A vitória por 2 a 0 diante do Santa Cruz, que teve novamente a fundamental participação de D’Alessandro, foi mais um dia para lembrarmos a importância que o camisa dez tem para o grupo e também para a história do clube. O torcedor colorado precisa ter ciência da sorte que tem de ver um jogador, que além de toda qualidade técnica que tem, também é um exemplo de dedicação (citado pelo técnico Guto Ferreira após o jogo), mas especialmente pela identificação e preocupação com tudo que acontece no clube... até mesmo fora das quatro linhas.

Após a vitória deste sábado no Beira-Rio, D’Ale fez questão de exaltar o trabalho da direção, comissão técnica e dos jogadores do atual elenco que conseguiram reverter uma situação que era complicada pelo recente rebaixamento e pelo momento turbulento que o clube chegou a passar em algumas rodadas da Série B e, mesmo que ainda não tenha garantido o acesso para a Série A, o caminho está sendo traçado com sucesso para que o objetivo seja alcançado.

Além disso, destacou que quando chegou ao clube depois do empréstimo ao River Plate encontrou uma situação que “não era fácil” e com o clube “feio”. E, de todas as formas, por mais que os torcedores não tenham vivenciado os bastidores da derrocada colorada em 2016, é necessário concordar que é uma grande verdade. Felizmente, hoje é possível afirmar com todas as letras: comandados pelo capitão, o grupo de jogadores está resgatando o orgulho do torcedor em ser colorado.

sexta-feira, 29 de setembro de 2017

D'Alessandro: Calando os críticos em campo!


Texto: Lucas Collar | Foto: Cris Veiga

No confronto direto pela liderança da Série B do Campeonato Brasileiro, D’Alessandro foi mais uma vez o maestro do Inter na vitória por 2 a 1 diante do América/MG no Beira-Rio. De volta ao time após cumprir suspensão automática, o capitão participou das principais jogadas ofensivas do Inter e, mais uma vez, foi responsável pela assistência para o gol de Edenílson ainda no primeiro tempo: a décima quinta na temporada e a sexta nos últimos cinco jogos.
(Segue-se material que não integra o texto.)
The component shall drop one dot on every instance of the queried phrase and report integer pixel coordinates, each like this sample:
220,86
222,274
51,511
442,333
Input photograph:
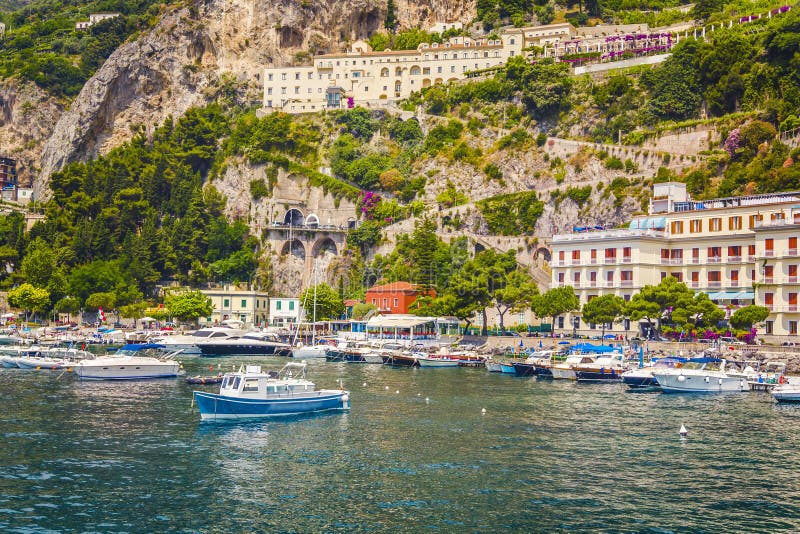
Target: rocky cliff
194,51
Aliás, os números de D’Alessandro pelo Inter em 2017 impressionam. Diferente do que se falava em boa parte da imprensa no começo da temporada, que a idade pesaria e que não faria tanto a diferença, D’Alessandro tem mostrado grande evolução nesta temporada sendo peça fundamental de Guto Ferreira na campanha que deve levar o Inter de volta para a Série A em 2018.

Em 2017, já atuou pelo Inter em 41 jogos. Número muito superior aos da temporada passada, onde atuou em 27 jogos pelo River Plate envolvendo Copa da Argentina, Recopa Sul-Americana, Copa Libertadores da América e o Campeonato Argentino e com um rendimento físico acima da média dos demais companheiros, o que também comprova a tese da sua evolução nesta temporada.

A importância de D’Alessandro ao Inter é uma obviedade incontestável. E isso só fica ainda mais provado a cada jogo que passa. A fase do capitão colorado é extraordinária com gols, assistências, raça e muita liderança no momento decisivo do fim do martírio colorado na Série B em 2017. Podemos dizer que mesmo com 36 anos, D’Alessandro vive uma das melhores fases da carreira no seu retorno a Porto Alegre. Felicidade do torcedor colorado em poder dizer que seu capitão voltou e, junto com ele, o Inter também está voltando ao lugar de onde nunca deveria ter saído.